Commençons donc avec la Roumanie. « Satire très sérieusement loufoque du pouvoir et de ses aléas », avec ses personnages aux noms aussi inattendus que Silure, Chatchien, Fourmis vertes et Fourmis violettes, Théodose le Petit de Răzvan Rădulescu, primé en 2010, est depuis 2016 disponible chez Zulma dans la traduction de Philippe Loubière.

En 2013, c’était au tour de La vie commence vendredi de Ioana Pârvulescu de recevoir le prix dans sa déclinaison roumaine : le roman, voyage dans le temps mêlant historique, fantastique et policier dans Bucarest de la fin XIXe siècle, peut désormais être lu en français aux Editions du Seuil (traduction de Marily Le Nir).

Ioana Pârvulescu, professeur de littérature à l’université de Bucarest, présidait d’ailleurs cette année le jury roumain du prix, qui a été décerné à Tatiana Ţîbuleac pour son roman Grădina de Sticlă (« Jardin de verre »). Roman au sujet « actuel et en même temps, toujours valable (la mère, la maternité) », animé par « une voix propre, très forte, dure et convaincante, sans perdre, pourtant, les accents poétiques », Grădina de Sticlă a été publié trop récemment pour être déjà traduit, mais le beau premier roman de Tatiana Ţîbuleac, L’été où maman a eu les yeux verts, peut déjà être découvert aux Editions des Syrtes (traduction de Philippe Loubière).

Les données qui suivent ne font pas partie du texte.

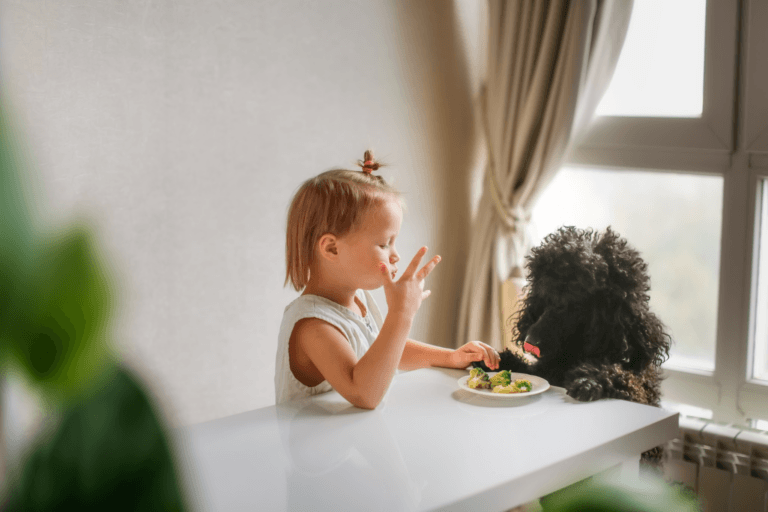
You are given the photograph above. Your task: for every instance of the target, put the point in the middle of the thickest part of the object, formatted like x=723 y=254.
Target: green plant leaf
x=60 y=336
x=109 y=452
x=16 y=230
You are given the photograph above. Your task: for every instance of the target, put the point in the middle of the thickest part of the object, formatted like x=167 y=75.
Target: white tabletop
x=428 y=446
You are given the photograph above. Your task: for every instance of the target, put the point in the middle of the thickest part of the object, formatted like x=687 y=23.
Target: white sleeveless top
x=360 y=332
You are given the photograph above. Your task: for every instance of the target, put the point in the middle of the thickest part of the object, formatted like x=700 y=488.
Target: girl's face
x=372 y=243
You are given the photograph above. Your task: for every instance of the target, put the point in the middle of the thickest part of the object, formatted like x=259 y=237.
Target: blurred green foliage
x=648 y=494
x=109 y=451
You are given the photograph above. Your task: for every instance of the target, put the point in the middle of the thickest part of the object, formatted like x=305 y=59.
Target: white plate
x=539 y=386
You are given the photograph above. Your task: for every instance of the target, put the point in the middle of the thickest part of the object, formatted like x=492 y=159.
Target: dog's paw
x=585 y=389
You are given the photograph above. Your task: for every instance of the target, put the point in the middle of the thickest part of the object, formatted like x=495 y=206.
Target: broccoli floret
x=503 y=378
x=524 y=385
x=479 y=382
x=506 y=389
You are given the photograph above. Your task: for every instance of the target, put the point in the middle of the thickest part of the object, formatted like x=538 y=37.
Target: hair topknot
x=369 y=163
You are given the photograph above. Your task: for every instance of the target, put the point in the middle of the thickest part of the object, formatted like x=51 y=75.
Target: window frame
x=729 y=140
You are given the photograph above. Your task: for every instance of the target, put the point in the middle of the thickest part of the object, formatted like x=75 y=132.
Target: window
x=661 y=70
x=760 y=337
x=687 y=150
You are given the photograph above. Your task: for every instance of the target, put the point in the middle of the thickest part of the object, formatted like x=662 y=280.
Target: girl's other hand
x=475 y=351
x=404 y=296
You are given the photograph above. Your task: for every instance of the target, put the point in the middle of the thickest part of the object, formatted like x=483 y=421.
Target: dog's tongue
x=532 y=349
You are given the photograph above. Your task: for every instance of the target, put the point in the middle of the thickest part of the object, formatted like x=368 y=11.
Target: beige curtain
x=549 y=64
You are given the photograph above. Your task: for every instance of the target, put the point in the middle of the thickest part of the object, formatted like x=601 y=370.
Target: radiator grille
x=726 y=466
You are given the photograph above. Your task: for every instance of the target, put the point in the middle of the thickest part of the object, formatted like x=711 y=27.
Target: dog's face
x=586 y=301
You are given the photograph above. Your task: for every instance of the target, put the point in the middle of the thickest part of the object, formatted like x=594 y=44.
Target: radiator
x=727 y=467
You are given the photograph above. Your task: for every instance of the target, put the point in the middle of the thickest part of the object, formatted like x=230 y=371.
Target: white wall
x=182 y=131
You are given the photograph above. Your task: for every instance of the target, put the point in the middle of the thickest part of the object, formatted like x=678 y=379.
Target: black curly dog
x=586 y=310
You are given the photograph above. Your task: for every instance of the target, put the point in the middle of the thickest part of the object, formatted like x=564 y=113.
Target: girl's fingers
x=414 y=264
x=385 y=270
x=489 y=354
x=426 y=269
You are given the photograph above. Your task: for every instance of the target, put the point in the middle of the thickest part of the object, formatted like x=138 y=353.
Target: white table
x=428 y=446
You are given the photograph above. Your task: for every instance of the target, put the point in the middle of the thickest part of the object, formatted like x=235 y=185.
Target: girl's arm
x=365 y=382
x=422 y=355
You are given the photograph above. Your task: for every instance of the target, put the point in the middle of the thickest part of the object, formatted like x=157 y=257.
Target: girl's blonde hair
x=331 y=202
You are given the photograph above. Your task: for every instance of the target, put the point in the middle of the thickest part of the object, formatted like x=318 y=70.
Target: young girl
x=341 y=233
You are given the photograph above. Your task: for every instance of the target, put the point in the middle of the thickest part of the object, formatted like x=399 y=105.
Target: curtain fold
x=549 y=65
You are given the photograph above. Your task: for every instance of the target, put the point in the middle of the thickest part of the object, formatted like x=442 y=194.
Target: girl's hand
x=404 y=296
x=475 y=351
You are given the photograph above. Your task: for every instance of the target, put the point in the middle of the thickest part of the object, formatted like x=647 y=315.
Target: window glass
x=674 y=221
x=660 y=72
x=760 y=339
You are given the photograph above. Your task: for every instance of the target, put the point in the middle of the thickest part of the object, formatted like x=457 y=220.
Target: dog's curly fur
x=586 y=309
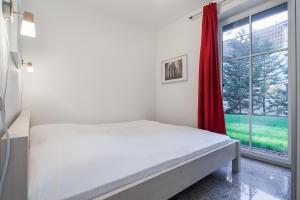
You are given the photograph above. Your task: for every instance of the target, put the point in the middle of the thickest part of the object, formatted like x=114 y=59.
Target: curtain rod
x=200 y=13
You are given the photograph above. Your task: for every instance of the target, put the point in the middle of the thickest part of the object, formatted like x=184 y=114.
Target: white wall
x=176 y=103
x=88 y=68
x=8 y=69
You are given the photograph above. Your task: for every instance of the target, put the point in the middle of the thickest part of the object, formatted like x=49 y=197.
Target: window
x=255 y=80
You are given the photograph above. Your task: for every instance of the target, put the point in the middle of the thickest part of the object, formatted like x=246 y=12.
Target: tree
x=269 y=77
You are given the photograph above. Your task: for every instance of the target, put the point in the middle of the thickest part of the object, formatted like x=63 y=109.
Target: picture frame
x=174 y=69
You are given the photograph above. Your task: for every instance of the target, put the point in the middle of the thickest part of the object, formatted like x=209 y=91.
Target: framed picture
x=174 y=70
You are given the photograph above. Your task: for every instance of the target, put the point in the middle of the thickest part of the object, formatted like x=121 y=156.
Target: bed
x=128 y=161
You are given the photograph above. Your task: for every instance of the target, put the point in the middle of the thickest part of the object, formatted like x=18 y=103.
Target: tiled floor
x=256 y=181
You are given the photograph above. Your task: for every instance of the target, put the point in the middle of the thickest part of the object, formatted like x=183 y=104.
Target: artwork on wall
x=174 y=70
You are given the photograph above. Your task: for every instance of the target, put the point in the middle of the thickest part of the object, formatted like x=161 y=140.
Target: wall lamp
x=28 y=25
x=28 y=65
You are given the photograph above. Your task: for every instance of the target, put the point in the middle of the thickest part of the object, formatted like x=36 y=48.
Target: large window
x=255 y=80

  • Retrouvez ici la présentation du roman de Tatiana Ţîbuleac et des quatre autres romans roumains présélectionnés, avec la présidente du jury roumain Ioana Pârvulescu.

Hongrie

Notre escale en Hongrie sera brève : de Kálmán Mikszáth à Krisztina Tóth, ce ne sont pas les auteur.e.s hongrois.e.s qui manquent en traduction française, mais curieusement aucun.e des lauréat.e.s hongrois.e.s n’en font encore partie. Espérons donc que la lauréate de cette année, Réka Mán-Várhegyi (pour son roman Mágneshegy, portrait de trois jeunes universitaires à Budapest au tournant du millénaire) aura plus de succès de ce point de vue que ses trois prédécesseurs, Noémi Szécsi (lauréate en 2009 pour son roman « Le Communiste Monte-Cristo »), Viktor Horváth (pour son « Miroir turc », « aventureux voyage dans la Hongrie du XVIe siècle, juste après la conquête de celle-ci par le sultan Soliman le Magnifique », lauréat en 2012), et Edina Szvoren (lauréate en 2015 pour son recueil de nouvelles Nincs, és ne is legyen).

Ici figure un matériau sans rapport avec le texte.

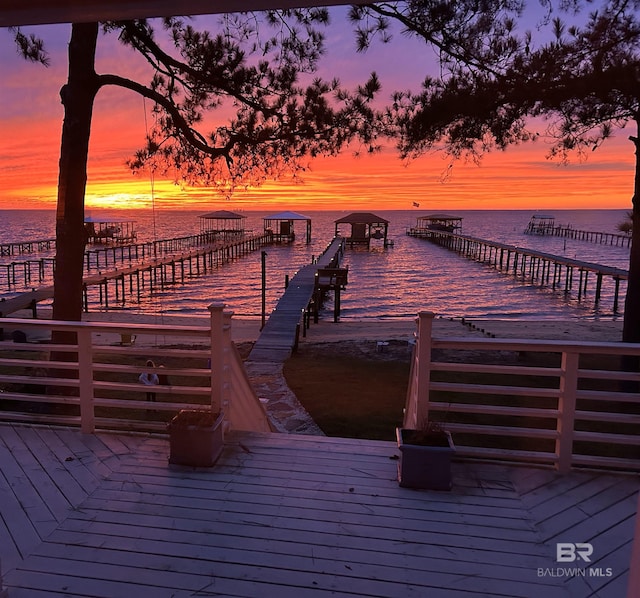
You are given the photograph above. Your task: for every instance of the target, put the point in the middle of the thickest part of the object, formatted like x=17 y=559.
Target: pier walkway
x=274 y=346
x=529 y=265
x=278 y=336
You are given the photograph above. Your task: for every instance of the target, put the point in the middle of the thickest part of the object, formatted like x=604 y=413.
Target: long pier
x=537 y=267
x=279 y=335
x=40 y=270
x=157 y=273
x=566 y=231
x=24 y=247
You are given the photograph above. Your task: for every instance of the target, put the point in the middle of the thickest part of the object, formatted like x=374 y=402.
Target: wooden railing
x=94 y=382
x=558 y=403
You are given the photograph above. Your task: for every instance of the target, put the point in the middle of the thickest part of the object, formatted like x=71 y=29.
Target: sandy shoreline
x=326 y=331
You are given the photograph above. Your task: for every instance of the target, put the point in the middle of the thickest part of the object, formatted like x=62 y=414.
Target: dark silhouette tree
x=277 y=122
x=585 y=82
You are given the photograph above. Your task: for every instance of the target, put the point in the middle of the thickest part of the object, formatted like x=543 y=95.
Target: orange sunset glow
x=519 y=178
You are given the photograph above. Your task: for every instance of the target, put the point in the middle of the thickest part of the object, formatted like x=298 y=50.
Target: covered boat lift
x=222 y=223
x=281 y=226
x=439 y=222
x=364 y=227
x=109 y=229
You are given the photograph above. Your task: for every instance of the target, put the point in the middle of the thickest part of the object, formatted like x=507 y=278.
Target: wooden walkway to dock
x=278 y=336
x=537 y=267
x=105 y=516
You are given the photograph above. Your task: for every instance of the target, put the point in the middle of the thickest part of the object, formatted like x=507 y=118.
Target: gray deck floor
x=294 y=516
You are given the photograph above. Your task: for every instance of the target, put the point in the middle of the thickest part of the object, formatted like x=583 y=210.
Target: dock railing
x=564 y=404
x=94 y=383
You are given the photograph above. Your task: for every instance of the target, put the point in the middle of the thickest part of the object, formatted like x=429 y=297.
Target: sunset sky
x=31 y=118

  • Retrouvez ici la présentation du roman de Réka Mán-Várhegyi et des deux autres romans hongrois présélectionnés, avec le président du jury hongrois Endre Szkárosi.

Slovaquie

Les trois romans slovaques primés jusqu’à cette année ayant tous été traduits en français, il suffit de passer la frontière pour retrouver de quoi garnir sa valise : ainsi, Gaïa Editions a publié cette année C’est arrivé un premier septembre de Pavol Rankov (traduit par Michel Chasteau), chronique de trente années d’histoire d’Europe centrale de 1938 à 1968, telles qu’elles ont été vécues par trois amis issus des communautés hongroise, tchèque et juive. En publiant Café Hyène de Jana Beňová et Scènes de la vie de M. de Svetlana Žuchová (traductions par Diana Jamborova Lemay des deux romans primés en 2012 et 2015 respectivement), les éditions Le Ver à Soie ont, elles, joué la carte du contemporain, avec ces deux romans mettant en scène des personnages et des problématiques de la Slovaquie d’aujourd’hui.

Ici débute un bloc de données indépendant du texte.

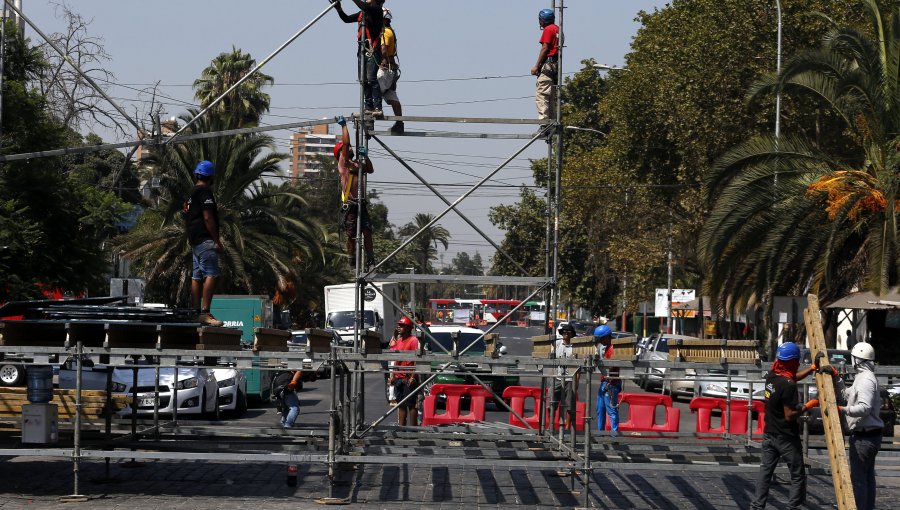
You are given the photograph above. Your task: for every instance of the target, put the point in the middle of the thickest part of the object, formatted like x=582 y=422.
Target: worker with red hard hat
x=352 y=206
x=404 y=379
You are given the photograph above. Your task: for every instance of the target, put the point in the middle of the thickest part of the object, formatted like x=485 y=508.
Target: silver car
x=198 y=390
x=716 y=383
x=656 y=348
x=232 y=385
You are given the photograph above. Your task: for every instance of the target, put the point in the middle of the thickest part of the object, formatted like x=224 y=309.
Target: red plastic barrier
x=516 y=395
x=642 y=413
x=703 y=407
x=454 y=393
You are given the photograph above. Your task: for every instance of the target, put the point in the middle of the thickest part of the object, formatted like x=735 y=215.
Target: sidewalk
x=38 y=483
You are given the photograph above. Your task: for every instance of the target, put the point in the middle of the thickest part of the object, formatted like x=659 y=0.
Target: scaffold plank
x=521 y=281
x=453 y=134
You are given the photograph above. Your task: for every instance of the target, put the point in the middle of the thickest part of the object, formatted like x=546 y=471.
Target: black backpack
x=279 y=385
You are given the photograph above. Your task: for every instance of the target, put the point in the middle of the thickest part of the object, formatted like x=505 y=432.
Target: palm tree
x=246 y=104
x=424 y=247
x=264 y=227
x=790 y=217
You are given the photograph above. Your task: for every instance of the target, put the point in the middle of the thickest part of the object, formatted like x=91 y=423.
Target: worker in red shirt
x=547 y=66
x=404 y=379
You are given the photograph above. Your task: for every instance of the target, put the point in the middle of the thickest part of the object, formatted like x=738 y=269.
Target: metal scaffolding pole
x=447 y=202
x=465 y=195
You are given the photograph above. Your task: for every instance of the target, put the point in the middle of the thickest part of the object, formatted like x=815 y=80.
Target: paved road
x=36 y=483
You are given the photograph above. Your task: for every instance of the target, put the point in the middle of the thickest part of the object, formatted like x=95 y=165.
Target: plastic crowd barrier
x=454 y=393
x=642 y=412
x=703 y=407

Ce sont aussi des problématiques contemporaines, mais dépassant la Slovaquie, que l’on retrouve dans le roman lauréat slovaque du Prix de littérature de l’Union européenne cette année : dans Matky a kamionisti (« Mères et Camionneurs »), l’auteure et traductrice du français et de l’italien au slovaque Ivana Dobrakovová, établie à Turin, fait vivre et s’entremêler des voix de femmes, entre Turin et Bratislava.

  • Retrouvez ici la présentation du roman d’Ivana Dobrakovová et des deux autres romans hongrois présélectionnés, avec la présidente du jury slovaque Miroslava Vallová.
Pavol Rankov, auteur de C’est arrivé un premier septembre. Photo : Petr Prochazka

Ukraine

De la Slovaquie, faisons un petit crochet en Ukraine : participant pour la première fois au Prix de littérature de l’Union européenne, l’Ukraine n’avait pas encore de romans primés à proposer à la traduction. Ce sera donc à Haska Shyyan, lauréate cette année, d’ouvrir le bal avec son roman За спиною (« Derrière le dos »), qui fait s’entrechoquer les deux mondes d’une jeune ukrainienne au mode de vie aisé et cosmopolite, et de la guerre en Ukraine de l’Est dans laquelle s’est engagé son amant.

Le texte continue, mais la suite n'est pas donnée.